Path MTU Discovery, and why it wasn't working
The mechanism that's meant to handle this is Path MTU Discovery. When a router has a packet too big for the next hop and the don't-fragment bit is set, it's supposed to drop the packet and send back an ICMP "fragmentation needed" message telling the sender the correct MTU. The sender shrinks its packets and life goes on. It's an elegant little protocol and it works beautifully right up until something eats the ICMP.
And something always eats the ICMP. Overzealous firewalls block ICMP wholesale because "ICMP is a security risk" is a sentence people repeat without finishing it. A NAT box doesn't forward the unreachable back to the right host. A cloud security group only allows echo. Whatever the cause, the "packet too big" message never arrives, the sender keeps cheerfully transmitting 1500-byte frames, every one of them gets dropped at the tunnel, and the connection hangs. Small flows fit and work. The first full-size segment of a bulk transfer vanishes into the void. This is called a PMTU black hole, and it is the single most common cause of "the network is up but big things don't work" I've ever met.
You can confirm it by watching the drops. On the tunnel endpoint:
tcpdump -ni wg0 'ip[6] & 0x40 != 0 and ip[2:2] > 1420'
Sure enough, full-size frames with DF set, arriving, going nowhere.
The fix
The right fix, the load-bearing one, is to make TCP negotiate a sane segment size in the first place, so it never tries to send something too big. That's what MSS clamping does. You intercept the SYN packets and rewrite the maximum segment size option down to fit the tunnel:
iptables -t mangle -A FORWARD -p tcp --tcp-flags SYN,RST SYN \
-j TCPMSS --clamp-mss-to-pmtu
--clamp-mss-to-pmtu sets the MSS based on the outgoing interface MTU, so on the wg0 path it lands at 1380 (1420 minus 40 bytes of TCP/IP header). Once that rule was in place on both endpoints, the SYN handshake advertised a segment size that actually fit, TCP stopped trying to send oversized frames, and every stalled transfer started flowing. apt update completed. The repo cloned. The POST came back. No more black hole, because nothing tried to push a packet that needed the ICMP that nobody would deliver.
I also dropped the don't-fragment-relying paths a backstop by not blocking ICMP type 3 code 4 at our own firewalls, on principle, but the MSS clamp is what actually carried the day. PMTUD is a nice-to-have.

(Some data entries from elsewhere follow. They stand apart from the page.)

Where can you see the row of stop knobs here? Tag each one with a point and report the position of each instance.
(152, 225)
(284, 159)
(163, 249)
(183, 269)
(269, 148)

MSS clamping is the thing that doesn't depend on the rest of the internet behaving.
The lesson, again
The frustrating part is that I know this. I've fixed this exact bug on GRE tunnels, on IPSec, on PPPoE links where the 8-byte overhead drops you to 1492 and ruins someone's Tuesday. Every encapsulation that shrinks the usable MTU sets the same trap, and every time the symptoms are identical: small works, large hangs, ping is clean, and you spend an hour suspecting the application before you remember to suspect the packet size.
So the heuristic, written down where I'll find it: if a connection completes its handshake but stalls on bulk transfer, and small requests succeed while large ones hang, stop debugging the application. It is the MTU. It is almost always the MTU. Send a big don't-fragment ping, find the real path MTU, and clamp the MSS to fit. Then go and have the tea you should have had three hours ago.